= Greymouth Borough =

Borough council in New Zealand

The Greymouth Borough was the borough council covering the urban part of Greymouth, New Zealand between and , when it became part of Grey District.

==History==
The Municipal Corporations Act, 1867 was passed by the New Zealand Parliament, and this allowed for petitions to the governor for towns to be constituted a borough. This would then allow such borough to govern itself. Such a petition was forwarded on behalf of the citizens by John Hall in May 1868. By notice in the New Zealand Gazette on 16 July 1868, Greymouth was constituted a borough; the same day as Timaru. The boundaries of the borough were defined as follows:

All that piece or parcel of land situate and being in the County of Westland, bounded on the west by a line of 160 chains and 80 links [3.23 km], extending from the South Spit along the beach thence along the South Town Belt 115 chains and 50 links [2.32 km]; thence along the East Town Belt 120 chains and 90 links [2.43 km] thence along the Native Reserve, number 31, 41 chains 30 links [0.83 km] to the Grey River and thence along the River Grey to the point of commencement.
— Governor of New Zealand, Notice in the New Zealand Gazette, 16 July 1868

The area covered by the borough was later extended to the north across the Grey River, and the suburbs of Cobden (effective 1 October 1934) and Coal Creek were added. Greymouth Borough existed until its abolition in the 1989 local government reforms, when the area was amalgamated with Grey County to form Grey District.

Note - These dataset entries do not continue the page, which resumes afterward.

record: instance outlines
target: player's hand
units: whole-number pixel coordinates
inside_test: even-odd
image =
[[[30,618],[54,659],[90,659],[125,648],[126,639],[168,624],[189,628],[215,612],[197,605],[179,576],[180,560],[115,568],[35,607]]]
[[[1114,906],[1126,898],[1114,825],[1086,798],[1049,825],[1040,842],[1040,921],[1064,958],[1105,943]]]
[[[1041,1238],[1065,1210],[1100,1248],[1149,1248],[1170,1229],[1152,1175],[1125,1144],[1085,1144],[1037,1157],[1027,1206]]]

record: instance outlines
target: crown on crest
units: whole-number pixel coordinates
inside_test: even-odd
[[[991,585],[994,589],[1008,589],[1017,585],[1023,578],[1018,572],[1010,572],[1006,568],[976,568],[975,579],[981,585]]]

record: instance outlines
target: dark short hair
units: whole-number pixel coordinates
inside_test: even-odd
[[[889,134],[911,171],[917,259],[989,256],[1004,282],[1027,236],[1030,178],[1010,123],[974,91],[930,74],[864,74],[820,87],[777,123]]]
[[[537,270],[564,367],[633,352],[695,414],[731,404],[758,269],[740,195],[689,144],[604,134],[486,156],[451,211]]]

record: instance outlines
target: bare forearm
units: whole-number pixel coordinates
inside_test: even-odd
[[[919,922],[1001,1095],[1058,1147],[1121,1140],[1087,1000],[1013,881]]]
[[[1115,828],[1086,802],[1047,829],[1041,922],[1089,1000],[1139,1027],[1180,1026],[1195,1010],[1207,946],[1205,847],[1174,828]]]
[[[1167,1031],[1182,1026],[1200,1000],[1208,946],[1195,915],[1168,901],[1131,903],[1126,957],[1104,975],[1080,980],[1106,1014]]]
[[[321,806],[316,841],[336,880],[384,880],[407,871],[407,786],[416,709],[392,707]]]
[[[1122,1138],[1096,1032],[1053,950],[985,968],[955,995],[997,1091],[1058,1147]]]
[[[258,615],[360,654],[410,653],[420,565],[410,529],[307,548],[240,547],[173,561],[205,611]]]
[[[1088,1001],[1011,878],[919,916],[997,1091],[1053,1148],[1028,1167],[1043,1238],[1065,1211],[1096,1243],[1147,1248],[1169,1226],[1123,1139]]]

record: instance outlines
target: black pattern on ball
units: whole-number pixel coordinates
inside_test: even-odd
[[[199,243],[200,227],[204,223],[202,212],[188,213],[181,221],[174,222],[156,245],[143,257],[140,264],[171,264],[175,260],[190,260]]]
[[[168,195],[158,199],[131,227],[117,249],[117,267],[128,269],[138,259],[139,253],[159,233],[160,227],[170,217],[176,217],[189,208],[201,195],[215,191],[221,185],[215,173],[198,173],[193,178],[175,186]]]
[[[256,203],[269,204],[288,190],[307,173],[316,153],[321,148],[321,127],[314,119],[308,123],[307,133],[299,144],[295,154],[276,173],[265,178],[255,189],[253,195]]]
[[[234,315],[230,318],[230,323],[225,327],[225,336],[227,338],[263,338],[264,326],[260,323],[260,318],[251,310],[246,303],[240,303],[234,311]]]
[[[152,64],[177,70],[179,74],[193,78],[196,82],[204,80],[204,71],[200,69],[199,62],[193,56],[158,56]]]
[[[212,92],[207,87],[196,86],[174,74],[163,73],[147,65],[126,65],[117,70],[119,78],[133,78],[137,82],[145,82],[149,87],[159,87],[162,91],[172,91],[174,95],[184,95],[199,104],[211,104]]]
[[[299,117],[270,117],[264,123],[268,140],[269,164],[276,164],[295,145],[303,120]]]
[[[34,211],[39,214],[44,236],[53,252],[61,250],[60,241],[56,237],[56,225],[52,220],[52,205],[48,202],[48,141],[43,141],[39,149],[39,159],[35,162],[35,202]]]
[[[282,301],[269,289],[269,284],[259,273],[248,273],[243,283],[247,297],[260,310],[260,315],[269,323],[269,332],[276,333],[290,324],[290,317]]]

Out of 22 candidates, the first nine councillors were elected on 26 August 1868. Within days, it was discovered that according to the Municipal Corporations Act, 1867, three of those councillors had to retire by rotation on 10 September. All three councillors stood for re-election, but one of them was replaced by Edward Masters. At the first meeting of the council in the following week, Masters was elected the first Mayor of Greymouth by his fellow councillors. The office of mayor of Greymouth was the predecessor to the current office of mayor of Grey District.